In Tretā-yuga, the second age, brāhmaṇas achieved wonderful things just by uttering mantras, and hence their yajñas (sacrificial rituals) were full of sophistication, unparalleled by any yajñas we see today. All who took part in traditional Vedic yajñas made gradual spiritual advancement.

In Dvāpara-yuga, the third age, the recommended spiritual practice was deity worship. The deity, a manifestation of the Supreme Lord perceptible to us, has been a means of spiritual connectivity for ages. For us today, however, following the numerous intricate rules and regulations of traditional deity worship is difficult, if not impossible.

Thus our inability to follow the processes prescribed for the other three ages is certain. The Brahma-vaivarta Purāṇa states:


ataḥ kalau tapo-yoga-

vidyā-yajñādikāḥ kriyāḥ

sāṅgā bhavanti na kṛtāḥ

kuśalair api dehibhiḥ


“Thus in the age of Kali the practices of austerity, yoga meditation, Deity worship, sacrifice and so on, along with their various subsidiary functions, are not properly carried out, even by the most expert embodied souls.”


The Process for Us


But chanting the holy names of God – Hare Kṛṣṇa, Hare Kṛṣṇa, Kṛṣṇa Kṛṣṇa, Hare Hare/ Hare Rāma, Hare Rāma, Rāma Rāma, Hare Hare – is an easy and sublime process that can gradually uplift us from our material conditionings and empower us to please God and redeem our true nature as His servants. Since God is Absolute, there is no difference between Him and His name, form, pastimes, and abodes. In Śikṣāṣṭaka (2), Lord Caitanya Mahāprabhu prays, nija-sarva-śaktis tatrārpitā: God has invested all His potencies in His holy name. Thus when we chant the holy names we are directly connecting with Kṛṣṇa, and when our chanting matures and becomes offenseless, we will experience the ecstasies of bhakti, or devotional service.

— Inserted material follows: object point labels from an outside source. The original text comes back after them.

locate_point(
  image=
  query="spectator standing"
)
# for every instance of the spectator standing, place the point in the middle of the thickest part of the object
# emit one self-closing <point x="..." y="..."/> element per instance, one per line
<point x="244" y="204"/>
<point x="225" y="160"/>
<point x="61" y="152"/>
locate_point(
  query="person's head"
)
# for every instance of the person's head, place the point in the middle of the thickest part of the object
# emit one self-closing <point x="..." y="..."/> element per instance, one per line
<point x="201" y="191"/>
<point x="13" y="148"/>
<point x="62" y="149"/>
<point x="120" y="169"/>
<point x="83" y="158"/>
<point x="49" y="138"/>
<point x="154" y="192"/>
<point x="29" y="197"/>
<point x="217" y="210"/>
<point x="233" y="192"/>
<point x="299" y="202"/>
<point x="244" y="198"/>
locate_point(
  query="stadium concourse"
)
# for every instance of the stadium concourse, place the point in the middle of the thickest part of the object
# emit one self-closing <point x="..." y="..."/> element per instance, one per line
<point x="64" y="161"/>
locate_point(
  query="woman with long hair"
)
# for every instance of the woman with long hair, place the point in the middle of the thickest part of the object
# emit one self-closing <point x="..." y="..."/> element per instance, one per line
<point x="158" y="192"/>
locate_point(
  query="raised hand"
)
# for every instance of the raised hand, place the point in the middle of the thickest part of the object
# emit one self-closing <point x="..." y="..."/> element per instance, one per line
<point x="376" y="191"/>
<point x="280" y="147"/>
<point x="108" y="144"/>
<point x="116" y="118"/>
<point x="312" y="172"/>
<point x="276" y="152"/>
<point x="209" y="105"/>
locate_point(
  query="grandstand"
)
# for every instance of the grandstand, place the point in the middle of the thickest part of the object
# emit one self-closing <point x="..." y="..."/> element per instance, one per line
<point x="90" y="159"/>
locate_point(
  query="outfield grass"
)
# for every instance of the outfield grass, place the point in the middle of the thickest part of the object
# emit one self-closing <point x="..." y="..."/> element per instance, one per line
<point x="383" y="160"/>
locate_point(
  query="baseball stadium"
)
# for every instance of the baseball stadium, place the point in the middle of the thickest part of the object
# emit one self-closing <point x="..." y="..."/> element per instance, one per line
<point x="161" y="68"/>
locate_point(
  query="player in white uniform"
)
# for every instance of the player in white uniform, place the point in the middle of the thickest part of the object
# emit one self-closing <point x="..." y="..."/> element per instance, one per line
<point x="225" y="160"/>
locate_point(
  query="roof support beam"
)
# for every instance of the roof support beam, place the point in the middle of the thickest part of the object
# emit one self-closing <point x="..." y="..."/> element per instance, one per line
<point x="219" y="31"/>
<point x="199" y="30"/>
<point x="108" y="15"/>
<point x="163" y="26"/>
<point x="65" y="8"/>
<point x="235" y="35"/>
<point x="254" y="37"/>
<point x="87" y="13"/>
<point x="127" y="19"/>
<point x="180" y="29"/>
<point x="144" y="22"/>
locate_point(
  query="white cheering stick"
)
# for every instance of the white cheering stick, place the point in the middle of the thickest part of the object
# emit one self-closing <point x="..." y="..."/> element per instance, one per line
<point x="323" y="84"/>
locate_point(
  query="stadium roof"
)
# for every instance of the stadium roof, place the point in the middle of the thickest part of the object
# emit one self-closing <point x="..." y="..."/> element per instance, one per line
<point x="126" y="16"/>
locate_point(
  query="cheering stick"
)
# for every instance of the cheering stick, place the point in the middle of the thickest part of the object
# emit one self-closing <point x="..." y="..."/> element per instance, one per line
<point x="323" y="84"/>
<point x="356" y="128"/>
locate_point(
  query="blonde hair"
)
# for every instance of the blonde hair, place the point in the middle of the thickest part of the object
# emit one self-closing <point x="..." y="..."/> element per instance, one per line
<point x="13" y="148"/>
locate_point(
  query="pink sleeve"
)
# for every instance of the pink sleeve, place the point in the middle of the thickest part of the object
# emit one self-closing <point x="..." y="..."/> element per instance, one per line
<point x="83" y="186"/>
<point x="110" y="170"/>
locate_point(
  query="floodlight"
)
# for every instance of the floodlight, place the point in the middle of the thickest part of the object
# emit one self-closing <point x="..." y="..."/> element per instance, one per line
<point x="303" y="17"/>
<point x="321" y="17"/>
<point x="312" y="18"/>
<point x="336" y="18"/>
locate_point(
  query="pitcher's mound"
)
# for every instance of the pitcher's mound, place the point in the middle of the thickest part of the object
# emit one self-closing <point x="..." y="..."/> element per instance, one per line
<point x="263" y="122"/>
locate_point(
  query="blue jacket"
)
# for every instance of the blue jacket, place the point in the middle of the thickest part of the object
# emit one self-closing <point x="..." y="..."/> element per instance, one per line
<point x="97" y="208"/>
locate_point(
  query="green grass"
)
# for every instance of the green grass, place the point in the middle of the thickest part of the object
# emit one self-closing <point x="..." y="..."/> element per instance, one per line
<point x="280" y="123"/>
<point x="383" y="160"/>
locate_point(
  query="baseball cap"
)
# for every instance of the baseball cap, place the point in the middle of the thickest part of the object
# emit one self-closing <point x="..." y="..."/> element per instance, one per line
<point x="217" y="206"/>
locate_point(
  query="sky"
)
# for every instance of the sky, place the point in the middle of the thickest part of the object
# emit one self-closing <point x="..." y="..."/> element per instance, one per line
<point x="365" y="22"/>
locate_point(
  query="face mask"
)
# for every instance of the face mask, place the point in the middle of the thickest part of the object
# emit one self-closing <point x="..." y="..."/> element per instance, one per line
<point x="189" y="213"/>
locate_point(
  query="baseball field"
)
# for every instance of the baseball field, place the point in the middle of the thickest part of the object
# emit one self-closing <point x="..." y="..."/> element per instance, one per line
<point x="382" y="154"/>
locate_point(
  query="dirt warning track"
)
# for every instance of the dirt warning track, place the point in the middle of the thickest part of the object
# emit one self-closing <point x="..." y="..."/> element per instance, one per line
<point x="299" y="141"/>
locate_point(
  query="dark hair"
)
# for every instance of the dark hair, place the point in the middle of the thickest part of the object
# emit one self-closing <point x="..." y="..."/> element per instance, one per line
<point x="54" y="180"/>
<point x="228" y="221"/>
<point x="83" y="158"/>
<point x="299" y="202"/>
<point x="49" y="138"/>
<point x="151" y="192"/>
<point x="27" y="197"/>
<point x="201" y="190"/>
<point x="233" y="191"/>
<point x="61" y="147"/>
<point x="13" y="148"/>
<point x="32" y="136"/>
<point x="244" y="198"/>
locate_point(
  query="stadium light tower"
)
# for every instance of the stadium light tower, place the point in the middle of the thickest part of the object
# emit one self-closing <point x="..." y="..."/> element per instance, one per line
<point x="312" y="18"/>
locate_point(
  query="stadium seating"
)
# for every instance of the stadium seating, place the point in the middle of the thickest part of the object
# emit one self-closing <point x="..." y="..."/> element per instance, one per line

This opportunity to chant the holy names is indeed a boon, given that there aren’t even hard and fast rules for chanting them (niyamitaḥ smaraṇe na kālaḥ).

In the Bṛhan-nāradīya Purāṇa, it is stated,


harer nāma harer nāma

harer nāmaiva kevalam

kalau nāsty eva nāsty eva

nāsty eva gatir anyathā


“In this age of quarrel and hypocrisy, the only means of deliverance is the chanting of the holy names of the Lord. There is no other way. There is no other way. There is no other way.” Thus by offenseless chanting of the holy names of God in the association of devotees, we can attain spiritual perfection even in one lifetime. There is no need to engage in prolonged meditation or the other complex processes mentioned above. And unlike retail discounts, this divine discount is available to us always, anywhere and everywhere. Therefore let us avail ourselves of it and perfect our lives.